DBRS Morningstar maintains its rating-case projection of a constant DSCR of 1.40x for the remaining debt term and expects the trends on the ratings to remain Stable for the next 12 months. However, frequent forced outage events, operational challenge, and/or continuing subpar generation (versus the rating case) could cause a negative rating action in the future. DBRS Morningstar notes that a positive rating action is unlikely in the near to medium term.
ESG CONSIDERATIONS
A description of how DBRS Morningstar considers ESG factors within the DBRS Morningstar analytical framework can be found in the DBRS Morningstar Criteria: Approach to Environmental, Social, and Governance Risk Factors in Credit Ratings at https://www.dbrsmorningstar.com/research/373262.
Notes:
The principal methodology is Rating Solar Power Projects (August 18, 2021; https://www.dbrsmorningstar.com/research/383184), which can be found on dbrsmorningstar.com under Methodologies & Criteria. Other applicable methodologies include the DBRS Morningstar Criteria: Approach to Environmental, Social, and Governance Risk Factors in Credit Ratings (February 3, 2021; https://www.dbrsmorningstar.com/research/373262).
The related regulatory disclosures pursuant to the National Instrument 25-101 Designated Rating Organizations are hereby incorporated by reference and can be found by clicking on the link under Related Documents or by contacting us at [email protected].
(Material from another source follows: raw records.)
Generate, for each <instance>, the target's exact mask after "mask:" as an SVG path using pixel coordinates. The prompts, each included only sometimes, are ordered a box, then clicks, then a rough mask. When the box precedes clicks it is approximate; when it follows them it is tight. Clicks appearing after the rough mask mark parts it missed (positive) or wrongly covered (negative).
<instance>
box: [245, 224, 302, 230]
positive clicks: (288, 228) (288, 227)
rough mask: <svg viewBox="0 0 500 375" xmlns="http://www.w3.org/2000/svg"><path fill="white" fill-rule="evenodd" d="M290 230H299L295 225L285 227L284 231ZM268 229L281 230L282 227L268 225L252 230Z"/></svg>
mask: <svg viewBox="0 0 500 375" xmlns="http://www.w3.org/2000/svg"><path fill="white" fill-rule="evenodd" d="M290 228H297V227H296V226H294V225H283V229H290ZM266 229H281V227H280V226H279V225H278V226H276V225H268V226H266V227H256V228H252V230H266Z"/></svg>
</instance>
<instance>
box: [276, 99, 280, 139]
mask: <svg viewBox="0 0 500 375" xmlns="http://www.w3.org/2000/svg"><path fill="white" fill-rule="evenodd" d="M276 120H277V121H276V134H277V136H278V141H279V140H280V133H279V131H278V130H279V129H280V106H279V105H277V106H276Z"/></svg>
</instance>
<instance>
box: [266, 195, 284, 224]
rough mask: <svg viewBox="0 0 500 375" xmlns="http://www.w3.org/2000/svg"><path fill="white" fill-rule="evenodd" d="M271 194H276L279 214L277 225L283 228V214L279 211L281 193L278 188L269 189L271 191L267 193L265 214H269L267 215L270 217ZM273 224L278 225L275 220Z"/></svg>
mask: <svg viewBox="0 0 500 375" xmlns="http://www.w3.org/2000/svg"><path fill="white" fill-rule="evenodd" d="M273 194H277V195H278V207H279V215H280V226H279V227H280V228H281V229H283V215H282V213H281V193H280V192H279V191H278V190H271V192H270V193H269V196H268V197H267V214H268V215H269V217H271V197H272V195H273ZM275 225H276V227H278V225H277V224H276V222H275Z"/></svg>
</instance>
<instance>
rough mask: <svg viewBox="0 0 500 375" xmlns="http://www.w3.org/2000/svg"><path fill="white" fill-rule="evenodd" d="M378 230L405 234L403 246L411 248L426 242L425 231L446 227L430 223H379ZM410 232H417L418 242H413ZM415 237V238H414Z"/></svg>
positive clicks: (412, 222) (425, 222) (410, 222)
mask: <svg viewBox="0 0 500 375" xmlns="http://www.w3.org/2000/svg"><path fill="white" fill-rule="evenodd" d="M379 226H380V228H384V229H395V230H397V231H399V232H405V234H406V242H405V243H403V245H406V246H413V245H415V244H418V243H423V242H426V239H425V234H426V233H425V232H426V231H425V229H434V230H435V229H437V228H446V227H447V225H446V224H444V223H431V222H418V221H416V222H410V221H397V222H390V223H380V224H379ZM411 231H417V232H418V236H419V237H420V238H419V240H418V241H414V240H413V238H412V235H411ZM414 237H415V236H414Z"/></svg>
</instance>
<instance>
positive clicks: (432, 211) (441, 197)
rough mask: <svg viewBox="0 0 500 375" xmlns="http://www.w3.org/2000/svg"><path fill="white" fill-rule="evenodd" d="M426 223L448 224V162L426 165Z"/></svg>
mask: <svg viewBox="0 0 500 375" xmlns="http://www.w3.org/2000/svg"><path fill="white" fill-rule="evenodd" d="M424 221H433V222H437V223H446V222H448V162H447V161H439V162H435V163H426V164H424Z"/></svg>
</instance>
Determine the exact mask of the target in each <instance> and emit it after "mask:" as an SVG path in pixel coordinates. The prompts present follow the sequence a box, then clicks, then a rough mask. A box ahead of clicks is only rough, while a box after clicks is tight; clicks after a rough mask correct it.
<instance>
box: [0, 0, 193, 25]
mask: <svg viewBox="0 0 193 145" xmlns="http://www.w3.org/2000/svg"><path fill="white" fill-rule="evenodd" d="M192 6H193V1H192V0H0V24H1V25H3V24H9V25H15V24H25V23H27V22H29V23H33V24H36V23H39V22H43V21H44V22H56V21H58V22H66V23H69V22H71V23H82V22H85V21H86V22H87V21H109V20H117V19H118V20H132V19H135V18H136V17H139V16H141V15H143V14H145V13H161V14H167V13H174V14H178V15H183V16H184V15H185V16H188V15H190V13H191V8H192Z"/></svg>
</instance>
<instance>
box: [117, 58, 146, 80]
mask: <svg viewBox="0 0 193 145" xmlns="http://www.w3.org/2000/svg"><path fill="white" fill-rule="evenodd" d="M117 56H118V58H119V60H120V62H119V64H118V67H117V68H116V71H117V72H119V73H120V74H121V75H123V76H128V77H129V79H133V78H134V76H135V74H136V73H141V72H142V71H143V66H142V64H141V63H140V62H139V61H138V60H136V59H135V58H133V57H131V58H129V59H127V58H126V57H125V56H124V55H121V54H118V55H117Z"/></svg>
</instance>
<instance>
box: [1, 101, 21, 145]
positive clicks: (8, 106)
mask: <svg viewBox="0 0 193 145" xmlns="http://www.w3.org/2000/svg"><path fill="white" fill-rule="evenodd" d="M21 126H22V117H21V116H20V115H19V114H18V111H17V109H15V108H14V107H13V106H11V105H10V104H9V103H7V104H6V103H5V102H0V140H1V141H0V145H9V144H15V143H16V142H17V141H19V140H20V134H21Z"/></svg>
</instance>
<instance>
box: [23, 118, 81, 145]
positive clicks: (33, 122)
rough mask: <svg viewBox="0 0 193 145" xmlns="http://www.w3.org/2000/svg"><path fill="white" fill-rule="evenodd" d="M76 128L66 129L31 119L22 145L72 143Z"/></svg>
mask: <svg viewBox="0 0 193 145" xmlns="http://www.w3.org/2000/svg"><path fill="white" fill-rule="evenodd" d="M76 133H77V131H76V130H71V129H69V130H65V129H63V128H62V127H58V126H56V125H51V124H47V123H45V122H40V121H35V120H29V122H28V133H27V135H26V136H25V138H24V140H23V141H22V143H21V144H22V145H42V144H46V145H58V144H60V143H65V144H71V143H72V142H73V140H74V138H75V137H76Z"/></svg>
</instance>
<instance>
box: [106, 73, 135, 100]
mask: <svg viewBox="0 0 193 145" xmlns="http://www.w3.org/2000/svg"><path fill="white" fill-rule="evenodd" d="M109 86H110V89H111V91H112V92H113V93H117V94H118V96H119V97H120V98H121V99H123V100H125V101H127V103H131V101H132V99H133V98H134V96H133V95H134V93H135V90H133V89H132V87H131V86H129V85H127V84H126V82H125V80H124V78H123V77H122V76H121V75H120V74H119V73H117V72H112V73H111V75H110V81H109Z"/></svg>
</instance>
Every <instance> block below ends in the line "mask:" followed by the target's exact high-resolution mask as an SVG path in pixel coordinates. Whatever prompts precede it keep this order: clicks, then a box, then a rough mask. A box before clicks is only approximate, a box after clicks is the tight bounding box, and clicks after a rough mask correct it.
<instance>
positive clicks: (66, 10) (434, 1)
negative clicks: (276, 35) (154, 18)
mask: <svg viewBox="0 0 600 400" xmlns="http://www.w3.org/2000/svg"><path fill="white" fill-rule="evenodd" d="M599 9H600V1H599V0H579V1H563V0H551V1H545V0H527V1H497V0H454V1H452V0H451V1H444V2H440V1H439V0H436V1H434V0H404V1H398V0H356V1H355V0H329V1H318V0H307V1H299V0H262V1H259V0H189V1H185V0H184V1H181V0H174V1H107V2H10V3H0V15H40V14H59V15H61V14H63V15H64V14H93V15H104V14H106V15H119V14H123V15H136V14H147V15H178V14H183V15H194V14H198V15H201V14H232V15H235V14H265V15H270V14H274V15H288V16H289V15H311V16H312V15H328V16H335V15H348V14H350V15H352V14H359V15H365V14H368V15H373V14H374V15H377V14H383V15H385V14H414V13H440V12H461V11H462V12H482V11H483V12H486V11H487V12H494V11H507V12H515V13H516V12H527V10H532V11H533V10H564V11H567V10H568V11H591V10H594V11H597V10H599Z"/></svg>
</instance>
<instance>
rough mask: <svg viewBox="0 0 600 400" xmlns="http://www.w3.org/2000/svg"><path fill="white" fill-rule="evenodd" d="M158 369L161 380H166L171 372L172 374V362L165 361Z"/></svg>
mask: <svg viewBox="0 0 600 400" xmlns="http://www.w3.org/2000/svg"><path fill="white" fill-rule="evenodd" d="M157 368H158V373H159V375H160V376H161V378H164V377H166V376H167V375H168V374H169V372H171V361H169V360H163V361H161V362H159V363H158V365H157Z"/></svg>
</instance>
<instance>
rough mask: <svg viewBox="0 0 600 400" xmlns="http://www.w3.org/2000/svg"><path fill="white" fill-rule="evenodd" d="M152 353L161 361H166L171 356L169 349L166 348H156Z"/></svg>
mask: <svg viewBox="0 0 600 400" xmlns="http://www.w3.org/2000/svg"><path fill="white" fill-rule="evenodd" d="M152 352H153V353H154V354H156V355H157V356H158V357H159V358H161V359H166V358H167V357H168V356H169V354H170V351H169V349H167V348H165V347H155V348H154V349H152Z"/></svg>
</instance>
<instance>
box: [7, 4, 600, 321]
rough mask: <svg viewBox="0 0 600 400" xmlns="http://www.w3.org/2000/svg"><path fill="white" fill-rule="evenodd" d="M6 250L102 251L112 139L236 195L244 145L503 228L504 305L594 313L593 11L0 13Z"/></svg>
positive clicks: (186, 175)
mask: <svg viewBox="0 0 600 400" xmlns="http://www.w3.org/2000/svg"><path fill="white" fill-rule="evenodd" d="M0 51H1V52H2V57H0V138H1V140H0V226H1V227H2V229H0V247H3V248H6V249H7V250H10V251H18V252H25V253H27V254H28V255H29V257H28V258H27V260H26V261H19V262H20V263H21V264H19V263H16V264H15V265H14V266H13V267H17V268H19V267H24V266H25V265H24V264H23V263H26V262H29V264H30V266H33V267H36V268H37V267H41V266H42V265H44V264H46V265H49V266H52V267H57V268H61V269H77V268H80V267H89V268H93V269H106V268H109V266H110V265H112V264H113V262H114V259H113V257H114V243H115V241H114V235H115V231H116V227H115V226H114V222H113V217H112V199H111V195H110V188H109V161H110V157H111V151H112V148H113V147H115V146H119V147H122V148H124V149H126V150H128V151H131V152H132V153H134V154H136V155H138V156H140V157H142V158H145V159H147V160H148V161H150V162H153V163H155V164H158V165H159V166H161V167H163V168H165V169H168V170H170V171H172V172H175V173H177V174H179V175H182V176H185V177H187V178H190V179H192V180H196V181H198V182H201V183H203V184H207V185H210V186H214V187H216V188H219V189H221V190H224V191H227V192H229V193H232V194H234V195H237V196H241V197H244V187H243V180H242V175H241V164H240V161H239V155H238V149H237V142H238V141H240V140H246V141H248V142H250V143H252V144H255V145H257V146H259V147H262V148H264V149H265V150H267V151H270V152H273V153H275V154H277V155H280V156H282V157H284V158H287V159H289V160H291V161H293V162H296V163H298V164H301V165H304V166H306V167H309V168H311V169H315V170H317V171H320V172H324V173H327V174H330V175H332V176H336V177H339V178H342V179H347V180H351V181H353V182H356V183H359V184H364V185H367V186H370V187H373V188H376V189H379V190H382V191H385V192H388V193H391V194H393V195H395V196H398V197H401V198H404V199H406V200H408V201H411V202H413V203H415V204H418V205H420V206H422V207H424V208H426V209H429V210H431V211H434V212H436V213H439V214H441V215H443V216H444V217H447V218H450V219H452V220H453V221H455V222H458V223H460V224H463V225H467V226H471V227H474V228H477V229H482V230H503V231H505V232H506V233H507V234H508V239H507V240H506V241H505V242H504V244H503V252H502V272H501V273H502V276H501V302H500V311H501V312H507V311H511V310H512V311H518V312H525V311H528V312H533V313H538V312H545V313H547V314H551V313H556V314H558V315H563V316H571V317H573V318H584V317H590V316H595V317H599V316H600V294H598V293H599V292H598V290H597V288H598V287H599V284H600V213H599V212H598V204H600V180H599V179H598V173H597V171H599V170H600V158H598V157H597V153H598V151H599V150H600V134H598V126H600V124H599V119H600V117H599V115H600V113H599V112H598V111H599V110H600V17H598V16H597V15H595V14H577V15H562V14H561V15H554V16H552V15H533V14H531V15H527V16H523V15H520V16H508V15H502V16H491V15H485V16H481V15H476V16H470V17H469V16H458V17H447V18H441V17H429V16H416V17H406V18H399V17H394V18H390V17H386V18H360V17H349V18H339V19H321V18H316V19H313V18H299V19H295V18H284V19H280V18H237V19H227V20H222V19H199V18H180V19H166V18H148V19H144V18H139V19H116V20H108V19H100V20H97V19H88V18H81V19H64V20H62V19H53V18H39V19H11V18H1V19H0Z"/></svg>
The rated entity or its related entities did participate in the rating process for this rating action. DBRS Morningstar had access to the accounts and other relevant internal documents of the rated entity or its related entities in connection with this rating action.
Generally, the conditions that lead to the assignment of a Negative or Positive trend are resolved within a 12-month period. DBRS Morningstar trends and ratings are under regular surveillance.